How can I keep the shell spawned by TF persistent after TF's remote-exec is done?

1
Don't do this. You should be running your application as a service using your operating system's service mechanism. In most modern Linux distros this will be a systemd unit file. You should also consider baking these remote-exec steps into the image using something like Packer so you can drop the remote-exec altogether. - ydaetskcoR
I am/was trying to keep my VM templates as clean as possible and run code at instantiation time. That way, I don't have a template for a web server and another for a database server. With EC2/Azure VMs I'd use Cloud Init rather than AMIs/galleries generated by Packer. - Christopher Paggen
Even if you want to do that you're still going to want to be running the application as a service. This could be configured entirely via the remote-exec shell script but I'd recommend running something like Ansible/Chef etc if you really want to configure on the fly. But there really shouldn't be a major issue with just creating more templates/images to have hyper-specialised images.
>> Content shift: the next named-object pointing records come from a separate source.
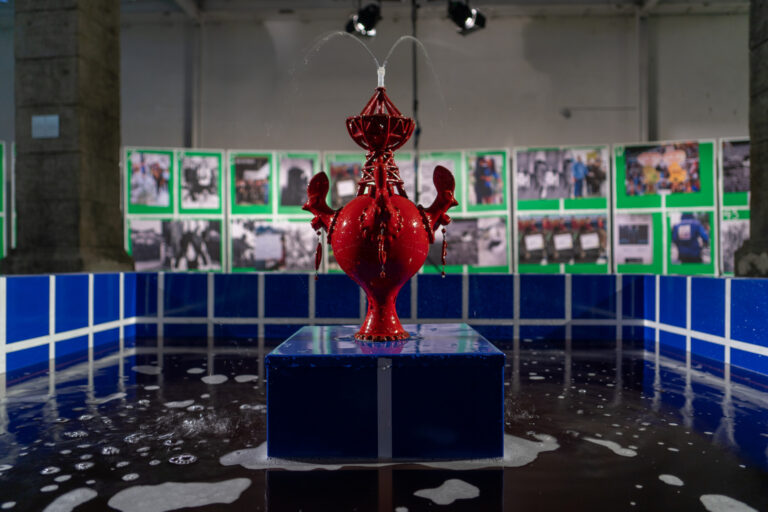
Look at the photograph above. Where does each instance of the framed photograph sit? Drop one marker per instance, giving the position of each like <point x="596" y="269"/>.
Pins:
<point x="486" y="180"/>
<point x="175" y="245"/>
<point x="250" y="182"/>
<point x="258" y="245"/>
<point x="479" y="243"/>
<point x="427" y="164"/>
<point x="734" y="166"/>
<point x="734" y="231"/>
<point x="294" y="172"/>
<point x="200" y="181"/>
<point x="344" y="171"/>
<point x="691" y="237"/>
<point x="672" y="174"/>
<point x="149" y="180"/>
I personally build a base AMI (I run in AWS) and then create AMIs on top of that for anything special (I then also run applications in Docker via ECS but that's not necessary if you don't need it). - ydaetskcoR
@ydaetskcoR - thanks, I think that makes sense. I found one heck of an ugly hack but this is just for a lab demo, I'll answer my own question below. - Christopher Paggen

1 Answers

0
votes

OK - I found a really terrible hack. Terraform doesn't run remote-exec anymore, it just pushes my python Flask app and its associated static content using a file provisioner. Inside Jenkins, I have a stage that looks like this:

def remote = [:]
remote.name = "1.1.1.200"
remote.host = "1.1.1.200"
remote.allowAnyHosts = true

node {
    withCredentials([usernamePassword(credentialsId: 'sshUserAccount', passwordVariable: 'password', usernameVariable: 'userName')]) {
        remote.user = userName
        remote.password = password
        stage("SSH Steps Rocks!") {
            try {
              timeout(time: 1, unit: 'MINUTES') {
                sshCommand remote: remote, command: '/home/foo/start_app.sh &' 
              }
            } catch (err){
               currentBuild.result = 'SUCCESS'
              }
        }
   }
}

Once the Jenkins SSH thread exits after one minute, my python app keeps running on the remote machine. Yay! It's just for a lab demo, not something I'd consider doing in prod. I'd use custom templates as suggested.